Scherzi a parte, qui si fa sul serio. Se ti è capitato di restare di fronte a un bidone insicuro ed esitante sul da farsi con un oggetto in mano, per qualche istante o per ore, sei nel posto giusto. Questa rubrica cerca di dissipare la nebbia della raccolta differenziata che avvolge alcuni oggetti e materiali, per evitare errori e fare “Splash” nel contenitore giusto.

I vassoi

C’è una tradizione che sa di Italia popolare, di pranzo della domenica, di riunioni familiari attorno a un tavolo. È quella di portare un vassoio di pasticcini a casa di qualcuno che ci ospita.
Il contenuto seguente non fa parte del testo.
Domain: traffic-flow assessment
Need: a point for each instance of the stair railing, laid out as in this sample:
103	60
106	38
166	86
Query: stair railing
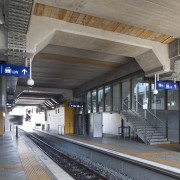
144	138
151	118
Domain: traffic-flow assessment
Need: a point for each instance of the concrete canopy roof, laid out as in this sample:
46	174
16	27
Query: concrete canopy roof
76	41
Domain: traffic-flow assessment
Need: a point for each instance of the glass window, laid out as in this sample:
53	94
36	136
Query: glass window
100	100
126	94
108	98
141	94
157	102
116	97
88	102
94	103
172	101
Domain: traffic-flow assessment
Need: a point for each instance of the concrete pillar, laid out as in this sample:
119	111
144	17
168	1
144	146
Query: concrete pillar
2	103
È uno dei primi pensieri al mattino. Bisogna passare in pasticceria, restare incantati davanti alla vetrina dei dolci e scegliere con cura una pasta dopo l’altra. Quasi subito arriva la fatidica domanda: “Quanto dev’essere grande il vassoio?”.

C’è chi inventa fantasiose unità di misura sul momento - dai centimetri ai cannoli e cannoncini, direttamente -, chi ipotizza un “piccolo-medio-grande” piuttosto generico e chi invece punta tutto sul numero totale delle persone che saranno presenti, sperando che chi sta servendo possa fare un rapido calcolo, una stima, una statistica, un censimento…

Con i numeri sparati nel negozio si potrebbe organizzare una bella tombolata o almeno una giocata al Lotto. E non abbiamo ancora analizzato quanti diversi tipi di vassoi esistono ai fini della raccolta differenziata.

Dunque quello classico da pasticceria, bianco o dorato, va nella carta. Il vassoio rigido in plastica che di solito fa da base per torte e semifreddi finisce nell’indifferenziata. Naturalmente, al di fuori delle pasticcerie, il vassoio di alluminio va insieme ai metalli.

Le lenti a contatto

Siamo sempre più ciechi. Entro il 2050 metà delle persone nel mondo sarà miope: lo ha detto la rivista accademica Ophthalmology. Anche per questi motivi le lenti a contatto sono dispositivi medici sempre più indossati. Secondo alcune stime, oltre 120 milioni di persone nel mondo le utilizzano.

Più di qualcuno purtroppo ha il vizio di buttarle nel lavandino o negli altri scarichi di casa, da dove arrivano facilmente fino al mare, tra i pesci, trasformandosi in micro-plastiche. Così si dà una bella mano all’inquinamento.

Le lenti a contatto, quindi, richiedono un certo grado di attenzione nel loro smaltimento. La confezione esterna solitamente va nella carta. Il blister e la linguetta che fa da sigillo sono destinati invece alla plastica.

I modelli più diffusi di lenti sono in silicone idrogel, un polimero plastico. Vanno gettate nel bidone dell’indifferenziata.

I panni in microfibra

Tra i materiali che in questi anni si sono affermati nell’immaginario collettivo c’è tutto ciò che è in microfibra. Le sue caratteristiche lo rendono adatto a diversi utilizzi.

Dai teli mare agli asciugamani, dalla biancheria intima alle spugne per pulire, questo curioso tessuto composto da poliestere e poliammide si è rivelato utile, efficace e adatto a tanti frangenti della quotidianità.

Nelle faccende domestiche, in particolare, risulta essere un alleato parecchio potente contro lo sporco, grazie alla sua capacità di assorbire. Non solo, i panni in microfibra possono essere lavati e riutilizzati moltissime volte.

La loro destinazione finale, quando proprio non possono più essere d’aiuto nella terribile battaglia giornaliera contro gli aloni, sarà il bidone dell’indifferenziata.

Negli ultimi tempi, però, si sono anche moltiplicate le iniziative di riciclo: è opportuno informarsi bene, ma in alcuni casi gli accessori in microfibra possono essere lasciati nei contenitori per la raccolta dei tessuti a questo scopo.